More in China drink in health juice trend
HEALTH drinks, already a multibillion-dollar industry in the United States, are starting to make inroads into China as demand for wellness products rises.
A growing number of consumers in China, especially those in large cities, are indulging in cold-pressed juices and smoothies, although they may not come cheap.
The latest health fad revolving around consuming drinks that are said to cleanse and detoxify the body is extremely popular in the US and Europe.
"Often, people feel they are losing control of their diet and health, and they are under a large amount of stress," said Jacqueline Zhan Fraise, a Shanghai nutrition consultant.
"Juice fasting seems to be an easy and approachable way of getting back on track."
American Melissa McKenna was one of the first entrepreneurs to introduce the cleansing juice movement in China.
Her company Juice by Melissa has been delivering raw and unpasteurised cold-pressed juices to Beijing residents since its launch in December 2013.
The premium juices are produced in the capital city with organic fruit and vegetables from Yunnan, imported nuts from Australia and chia seeds from South America.
Formulated by Ms McKenna herself, who has a background in nutrition, the juices are sold individually or offered in daily sets of six bottles with each containing the necessary nutrients to replace a solid diet.
A daily juice cleansing costs 360 yuan (S$74), while individual cold-pressed juices to complement a diet start at 25 yuan.
Experts say that a juice cleansing can last for just 24 hours, but those who want a deep cleansing can aim for a one or two-week programme.

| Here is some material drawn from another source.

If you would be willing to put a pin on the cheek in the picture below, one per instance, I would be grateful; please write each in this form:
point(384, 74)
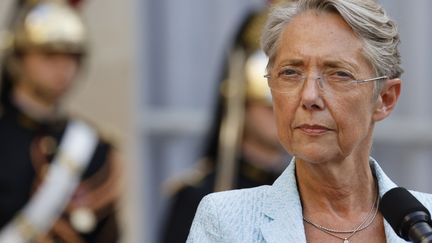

Juice and smoothie detox companies vouch that the cold-pressed concoctions allow the body to eliminate accumulated toxins.
Juice by Melissa said sales have risen by 40 per cent since opening a second store in Shunyi, on the outskirts of Beijing, in April this year.
The company plans to open five to 10 new stores in the next two years in Beijing to match the increasing demand for its products.
"I think the health and fitness culture is going to boom in the next three years in China," said Ms McKenna.
The market size of China's health beverage market hit 840 billion yuan last year with an average annual growth rate of 16.6 per cent from 2010, according to market consultancy Frost & Sullivan.
"Last year, beverages that offer wellness or functional benefits grew faster than the industry average," said Ryan Zhou, senior director of Nielsen China.
Although it is still a niche sector, the growth of these business ventures reflects the increasing acceptance of health products among consumers.
"But there are barriers to conquer, such as the premium price, cold-chain distribution system and consumers' unfamiliarity," said Ching Yang from market analyst firm Mintel.
US-born Elizabeth Schieffelin set up the foundation of her health drinks business in 2014 by blending superfood smoothies that she sold at farmer markets, schools and fitness studios in Shanghai.
She opened her first Lizzy's All Natural shop in May last year in Anken Life, a wellness complex in Shanghai.
While Ms Schieffelin would not share revenue figures, she said that her self-funded company is growing organically.
"I do plan to continue to grow and expand so that there are more foods available in more locations around Shanghai," said Ms Schieffelin.